What appeared to be a 3-legged relay, sack race, or egg walk were actually opportunities for serious learning. Many of these students had never before been able to participate in such things as field days, recess games, jokes at the lunch table, or group science projects because of their emotional and social challenges. At The Forbush School at Glyndon, vital skills—like handling challenges without getting upset, working together to problem-solve, using positive thinking, and supporting schoolmates—are practiced all day long. The Forbush School at Glyndon is a Positive Behavioral Interventions and Supports (PBIS) “Gold” school, using positive behavior interventions to teach and reinforce safe, respectful, and responsible participation in academic and social tasks, during every moment of the school day and in every setting.
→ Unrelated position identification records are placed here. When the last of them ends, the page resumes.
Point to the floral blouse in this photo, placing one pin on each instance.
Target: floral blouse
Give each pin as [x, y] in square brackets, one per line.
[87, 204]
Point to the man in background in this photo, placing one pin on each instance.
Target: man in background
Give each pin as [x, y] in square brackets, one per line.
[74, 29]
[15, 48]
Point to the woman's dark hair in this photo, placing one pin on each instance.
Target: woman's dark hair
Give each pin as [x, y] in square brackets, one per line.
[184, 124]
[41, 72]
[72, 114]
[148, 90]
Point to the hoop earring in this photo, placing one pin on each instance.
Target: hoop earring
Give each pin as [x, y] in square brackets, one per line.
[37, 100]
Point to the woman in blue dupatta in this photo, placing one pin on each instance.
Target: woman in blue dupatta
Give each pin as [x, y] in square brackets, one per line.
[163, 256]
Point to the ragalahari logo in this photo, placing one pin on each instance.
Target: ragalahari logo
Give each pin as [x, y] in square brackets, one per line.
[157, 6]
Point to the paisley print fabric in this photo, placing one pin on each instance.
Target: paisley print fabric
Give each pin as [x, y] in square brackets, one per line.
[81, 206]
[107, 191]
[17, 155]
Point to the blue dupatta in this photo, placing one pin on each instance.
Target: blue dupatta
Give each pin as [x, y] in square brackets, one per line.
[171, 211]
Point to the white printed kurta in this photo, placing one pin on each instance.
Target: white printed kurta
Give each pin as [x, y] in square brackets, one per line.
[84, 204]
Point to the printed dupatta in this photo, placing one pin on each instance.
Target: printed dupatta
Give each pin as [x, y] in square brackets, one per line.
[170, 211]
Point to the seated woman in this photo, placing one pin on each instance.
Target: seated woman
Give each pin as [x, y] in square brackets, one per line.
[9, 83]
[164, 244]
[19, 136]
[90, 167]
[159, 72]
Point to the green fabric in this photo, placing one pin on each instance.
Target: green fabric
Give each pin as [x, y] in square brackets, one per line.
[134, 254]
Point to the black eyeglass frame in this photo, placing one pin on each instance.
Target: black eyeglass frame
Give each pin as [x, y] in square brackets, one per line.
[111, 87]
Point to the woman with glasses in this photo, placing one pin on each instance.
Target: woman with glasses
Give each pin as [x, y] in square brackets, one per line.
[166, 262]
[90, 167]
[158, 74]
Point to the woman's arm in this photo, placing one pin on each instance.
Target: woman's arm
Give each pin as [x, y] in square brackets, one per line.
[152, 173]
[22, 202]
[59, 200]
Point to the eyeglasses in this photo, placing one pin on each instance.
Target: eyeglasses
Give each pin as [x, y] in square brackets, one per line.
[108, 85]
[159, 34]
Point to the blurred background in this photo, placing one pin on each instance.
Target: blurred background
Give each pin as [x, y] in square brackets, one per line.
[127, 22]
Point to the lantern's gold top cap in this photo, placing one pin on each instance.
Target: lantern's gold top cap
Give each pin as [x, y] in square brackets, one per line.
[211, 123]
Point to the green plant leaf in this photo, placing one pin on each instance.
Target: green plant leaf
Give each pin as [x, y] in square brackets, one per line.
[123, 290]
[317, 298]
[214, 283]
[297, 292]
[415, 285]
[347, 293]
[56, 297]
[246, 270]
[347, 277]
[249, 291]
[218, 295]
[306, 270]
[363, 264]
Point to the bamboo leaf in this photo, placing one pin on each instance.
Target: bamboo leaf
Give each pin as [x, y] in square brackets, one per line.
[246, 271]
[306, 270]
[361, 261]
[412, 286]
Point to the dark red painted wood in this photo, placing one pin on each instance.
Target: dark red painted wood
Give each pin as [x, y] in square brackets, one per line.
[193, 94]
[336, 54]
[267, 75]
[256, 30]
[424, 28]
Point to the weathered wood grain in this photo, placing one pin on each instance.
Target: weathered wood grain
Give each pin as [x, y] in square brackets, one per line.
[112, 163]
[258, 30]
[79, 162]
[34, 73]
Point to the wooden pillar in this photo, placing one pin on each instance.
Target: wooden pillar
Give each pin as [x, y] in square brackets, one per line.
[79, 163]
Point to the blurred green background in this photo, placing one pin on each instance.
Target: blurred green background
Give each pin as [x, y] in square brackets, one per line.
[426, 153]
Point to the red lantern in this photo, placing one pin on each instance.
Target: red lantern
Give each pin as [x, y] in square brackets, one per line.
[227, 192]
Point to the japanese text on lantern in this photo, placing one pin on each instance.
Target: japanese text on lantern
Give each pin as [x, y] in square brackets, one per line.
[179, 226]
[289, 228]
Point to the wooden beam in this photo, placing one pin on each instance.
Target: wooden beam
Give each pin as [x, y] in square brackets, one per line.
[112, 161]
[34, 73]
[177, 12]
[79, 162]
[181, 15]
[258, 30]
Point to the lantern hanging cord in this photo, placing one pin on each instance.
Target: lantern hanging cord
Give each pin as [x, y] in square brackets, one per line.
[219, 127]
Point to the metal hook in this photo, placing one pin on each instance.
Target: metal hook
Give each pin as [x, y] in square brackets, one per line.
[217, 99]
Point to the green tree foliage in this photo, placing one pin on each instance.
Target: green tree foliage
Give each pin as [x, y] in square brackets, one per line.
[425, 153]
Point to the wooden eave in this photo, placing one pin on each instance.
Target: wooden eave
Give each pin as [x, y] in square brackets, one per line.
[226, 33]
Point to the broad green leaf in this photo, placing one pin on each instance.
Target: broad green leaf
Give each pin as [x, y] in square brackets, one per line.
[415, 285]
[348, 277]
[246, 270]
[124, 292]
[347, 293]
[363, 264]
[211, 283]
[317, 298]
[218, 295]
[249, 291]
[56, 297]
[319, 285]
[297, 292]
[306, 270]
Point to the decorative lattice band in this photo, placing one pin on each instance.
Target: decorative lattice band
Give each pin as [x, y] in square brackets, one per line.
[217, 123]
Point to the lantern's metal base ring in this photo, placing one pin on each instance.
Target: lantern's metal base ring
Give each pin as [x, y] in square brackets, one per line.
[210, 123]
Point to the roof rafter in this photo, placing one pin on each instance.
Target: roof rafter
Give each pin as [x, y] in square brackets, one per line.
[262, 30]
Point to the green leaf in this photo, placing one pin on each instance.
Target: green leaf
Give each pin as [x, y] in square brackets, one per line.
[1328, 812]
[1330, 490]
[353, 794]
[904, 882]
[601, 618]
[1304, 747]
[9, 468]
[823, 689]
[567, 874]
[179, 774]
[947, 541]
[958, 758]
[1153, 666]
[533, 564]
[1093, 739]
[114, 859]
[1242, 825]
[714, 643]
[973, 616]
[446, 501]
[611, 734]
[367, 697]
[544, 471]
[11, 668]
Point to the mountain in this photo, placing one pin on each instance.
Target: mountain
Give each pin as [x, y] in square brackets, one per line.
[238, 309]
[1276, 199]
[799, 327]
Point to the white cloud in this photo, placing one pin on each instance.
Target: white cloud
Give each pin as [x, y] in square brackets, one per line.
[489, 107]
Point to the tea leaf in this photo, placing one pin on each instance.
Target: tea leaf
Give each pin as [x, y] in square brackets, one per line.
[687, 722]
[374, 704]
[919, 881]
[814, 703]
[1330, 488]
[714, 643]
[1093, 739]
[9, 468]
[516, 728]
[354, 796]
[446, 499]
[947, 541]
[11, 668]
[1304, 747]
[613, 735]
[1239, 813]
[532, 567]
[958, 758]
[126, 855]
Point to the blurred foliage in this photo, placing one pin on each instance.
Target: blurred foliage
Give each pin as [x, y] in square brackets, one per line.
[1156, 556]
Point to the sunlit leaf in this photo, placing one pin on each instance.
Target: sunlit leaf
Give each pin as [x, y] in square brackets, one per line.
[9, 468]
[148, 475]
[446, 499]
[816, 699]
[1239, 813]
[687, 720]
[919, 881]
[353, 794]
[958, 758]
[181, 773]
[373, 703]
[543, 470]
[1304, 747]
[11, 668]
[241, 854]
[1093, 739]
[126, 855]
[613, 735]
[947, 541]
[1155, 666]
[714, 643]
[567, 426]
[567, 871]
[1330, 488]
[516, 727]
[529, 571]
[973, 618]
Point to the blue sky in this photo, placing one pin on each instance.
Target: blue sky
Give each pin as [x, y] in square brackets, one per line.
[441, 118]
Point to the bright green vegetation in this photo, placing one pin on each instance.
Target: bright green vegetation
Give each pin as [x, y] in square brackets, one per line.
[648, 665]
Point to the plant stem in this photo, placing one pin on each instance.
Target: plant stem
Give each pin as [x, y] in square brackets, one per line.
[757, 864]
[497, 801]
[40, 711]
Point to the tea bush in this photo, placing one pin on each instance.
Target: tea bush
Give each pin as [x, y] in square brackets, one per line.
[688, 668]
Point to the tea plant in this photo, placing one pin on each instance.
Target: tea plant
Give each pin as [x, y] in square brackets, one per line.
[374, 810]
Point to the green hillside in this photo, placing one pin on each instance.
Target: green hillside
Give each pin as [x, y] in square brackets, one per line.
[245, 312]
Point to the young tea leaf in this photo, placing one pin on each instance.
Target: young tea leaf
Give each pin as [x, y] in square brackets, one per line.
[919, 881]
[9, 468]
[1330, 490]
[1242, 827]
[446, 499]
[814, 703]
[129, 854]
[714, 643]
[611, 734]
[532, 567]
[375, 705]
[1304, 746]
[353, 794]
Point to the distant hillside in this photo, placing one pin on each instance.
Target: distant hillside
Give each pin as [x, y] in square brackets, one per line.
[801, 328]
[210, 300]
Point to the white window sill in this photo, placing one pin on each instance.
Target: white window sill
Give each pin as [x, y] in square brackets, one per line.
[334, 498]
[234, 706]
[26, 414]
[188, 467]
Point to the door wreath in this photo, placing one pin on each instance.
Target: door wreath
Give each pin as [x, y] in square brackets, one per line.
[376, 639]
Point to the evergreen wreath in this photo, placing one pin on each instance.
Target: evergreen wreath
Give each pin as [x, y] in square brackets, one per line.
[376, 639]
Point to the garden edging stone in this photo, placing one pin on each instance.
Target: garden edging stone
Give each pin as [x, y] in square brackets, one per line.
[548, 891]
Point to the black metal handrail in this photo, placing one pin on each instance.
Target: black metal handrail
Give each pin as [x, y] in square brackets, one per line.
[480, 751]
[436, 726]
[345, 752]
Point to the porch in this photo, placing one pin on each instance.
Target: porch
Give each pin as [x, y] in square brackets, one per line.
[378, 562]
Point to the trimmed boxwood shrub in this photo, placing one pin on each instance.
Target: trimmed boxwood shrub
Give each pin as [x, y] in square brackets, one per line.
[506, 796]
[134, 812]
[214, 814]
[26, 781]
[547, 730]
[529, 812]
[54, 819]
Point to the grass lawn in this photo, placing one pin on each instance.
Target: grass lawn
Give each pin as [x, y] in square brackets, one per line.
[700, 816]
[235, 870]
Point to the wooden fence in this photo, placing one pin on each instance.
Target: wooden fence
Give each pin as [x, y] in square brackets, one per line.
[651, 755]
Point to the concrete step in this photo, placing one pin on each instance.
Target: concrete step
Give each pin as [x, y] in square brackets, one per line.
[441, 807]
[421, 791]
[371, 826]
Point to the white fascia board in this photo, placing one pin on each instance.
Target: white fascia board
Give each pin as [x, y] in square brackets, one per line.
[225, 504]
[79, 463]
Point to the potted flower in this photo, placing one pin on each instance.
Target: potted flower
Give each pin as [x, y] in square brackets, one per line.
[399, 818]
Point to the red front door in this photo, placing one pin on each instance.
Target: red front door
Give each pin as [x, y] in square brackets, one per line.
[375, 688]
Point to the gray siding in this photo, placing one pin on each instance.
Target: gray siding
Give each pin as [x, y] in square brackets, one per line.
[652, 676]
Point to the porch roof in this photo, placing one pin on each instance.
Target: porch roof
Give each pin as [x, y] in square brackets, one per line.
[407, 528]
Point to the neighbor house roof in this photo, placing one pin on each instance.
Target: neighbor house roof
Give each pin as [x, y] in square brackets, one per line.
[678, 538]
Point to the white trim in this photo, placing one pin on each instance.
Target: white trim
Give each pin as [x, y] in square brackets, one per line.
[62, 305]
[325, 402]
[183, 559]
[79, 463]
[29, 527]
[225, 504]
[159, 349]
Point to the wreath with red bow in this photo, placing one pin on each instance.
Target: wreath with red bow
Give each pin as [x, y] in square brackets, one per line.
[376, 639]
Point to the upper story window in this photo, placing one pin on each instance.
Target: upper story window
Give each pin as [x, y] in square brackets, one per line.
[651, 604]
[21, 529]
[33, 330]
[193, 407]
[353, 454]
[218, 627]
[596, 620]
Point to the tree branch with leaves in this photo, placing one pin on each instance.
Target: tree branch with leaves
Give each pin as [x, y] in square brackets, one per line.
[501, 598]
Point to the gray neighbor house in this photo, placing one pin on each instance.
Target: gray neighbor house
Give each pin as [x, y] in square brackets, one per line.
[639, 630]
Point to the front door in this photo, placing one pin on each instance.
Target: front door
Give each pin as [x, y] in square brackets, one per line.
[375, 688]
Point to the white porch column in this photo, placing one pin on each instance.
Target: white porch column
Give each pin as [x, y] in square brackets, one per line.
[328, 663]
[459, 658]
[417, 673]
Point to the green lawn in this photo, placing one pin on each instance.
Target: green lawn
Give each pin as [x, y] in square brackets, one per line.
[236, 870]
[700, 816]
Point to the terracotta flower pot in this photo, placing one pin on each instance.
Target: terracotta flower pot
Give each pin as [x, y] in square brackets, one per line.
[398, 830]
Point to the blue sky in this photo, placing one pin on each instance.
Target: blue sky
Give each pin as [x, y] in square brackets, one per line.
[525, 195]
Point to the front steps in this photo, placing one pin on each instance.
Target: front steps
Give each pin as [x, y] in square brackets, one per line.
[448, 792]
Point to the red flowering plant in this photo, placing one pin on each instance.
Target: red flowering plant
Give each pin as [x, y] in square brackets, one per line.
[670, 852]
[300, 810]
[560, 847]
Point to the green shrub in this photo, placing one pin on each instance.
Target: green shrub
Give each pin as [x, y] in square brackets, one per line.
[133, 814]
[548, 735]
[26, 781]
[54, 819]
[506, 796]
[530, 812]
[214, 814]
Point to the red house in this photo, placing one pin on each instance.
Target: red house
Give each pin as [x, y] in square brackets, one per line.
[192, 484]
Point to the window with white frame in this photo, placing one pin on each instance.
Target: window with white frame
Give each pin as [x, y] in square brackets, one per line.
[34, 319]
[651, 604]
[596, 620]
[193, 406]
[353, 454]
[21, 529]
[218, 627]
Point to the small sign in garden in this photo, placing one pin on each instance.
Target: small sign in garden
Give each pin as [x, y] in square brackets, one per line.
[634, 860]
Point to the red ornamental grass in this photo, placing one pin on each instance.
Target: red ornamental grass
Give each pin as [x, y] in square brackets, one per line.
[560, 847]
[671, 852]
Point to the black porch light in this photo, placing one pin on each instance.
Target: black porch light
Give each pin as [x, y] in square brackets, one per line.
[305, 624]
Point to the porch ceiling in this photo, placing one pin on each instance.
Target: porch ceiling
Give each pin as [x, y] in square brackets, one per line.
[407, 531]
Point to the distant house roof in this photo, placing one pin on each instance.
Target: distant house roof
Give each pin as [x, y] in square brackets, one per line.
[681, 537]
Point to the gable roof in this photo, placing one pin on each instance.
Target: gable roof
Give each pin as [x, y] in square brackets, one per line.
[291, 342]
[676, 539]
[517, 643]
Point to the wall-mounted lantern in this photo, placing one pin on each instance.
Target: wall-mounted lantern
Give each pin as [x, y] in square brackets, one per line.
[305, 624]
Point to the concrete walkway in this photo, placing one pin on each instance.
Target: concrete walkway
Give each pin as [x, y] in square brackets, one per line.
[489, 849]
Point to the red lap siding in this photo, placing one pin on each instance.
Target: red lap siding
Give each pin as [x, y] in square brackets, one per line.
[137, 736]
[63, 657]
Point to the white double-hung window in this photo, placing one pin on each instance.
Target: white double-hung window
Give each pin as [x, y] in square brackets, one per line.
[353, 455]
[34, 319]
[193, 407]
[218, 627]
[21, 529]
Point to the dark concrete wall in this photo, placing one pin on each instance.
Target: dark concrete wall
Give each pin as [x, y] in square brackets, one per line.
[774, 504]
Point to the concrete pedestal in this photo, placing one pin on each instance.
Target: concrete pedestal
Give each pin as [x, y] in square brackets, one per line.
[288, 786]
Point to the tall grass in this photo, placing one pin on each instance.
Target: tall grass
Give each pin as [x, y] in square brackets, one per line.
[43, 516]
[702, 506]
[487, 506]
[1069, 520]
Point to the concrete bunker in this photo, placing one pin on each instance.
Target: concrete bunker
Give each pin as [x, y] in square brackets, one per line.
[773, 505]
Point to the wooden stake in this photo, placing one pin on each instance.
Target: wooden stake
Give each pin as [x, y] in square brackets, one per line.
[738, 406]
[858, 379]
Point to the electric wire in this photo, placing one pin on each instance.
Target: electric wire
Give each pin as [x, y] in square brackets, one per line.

This teaching was on display all day during the annual "SURVIVOR: Forbush" with no better payoff than seeing our own students shouting encouragements to their teammates. The learning continued when suddenly the entire school start applauding the cheerleaders themselves for being so kind and respectful toward their peers. It was a “field day” for everyone to see such a wide variety of students, of differing abilities, joining together with teachers, classroom and behavioral staff, clinicians, related service providers, administrators, and school secretaries, in practicing the skills that will help them find success in school and in the community. All this while having fun, and “nobody was voted off the island.”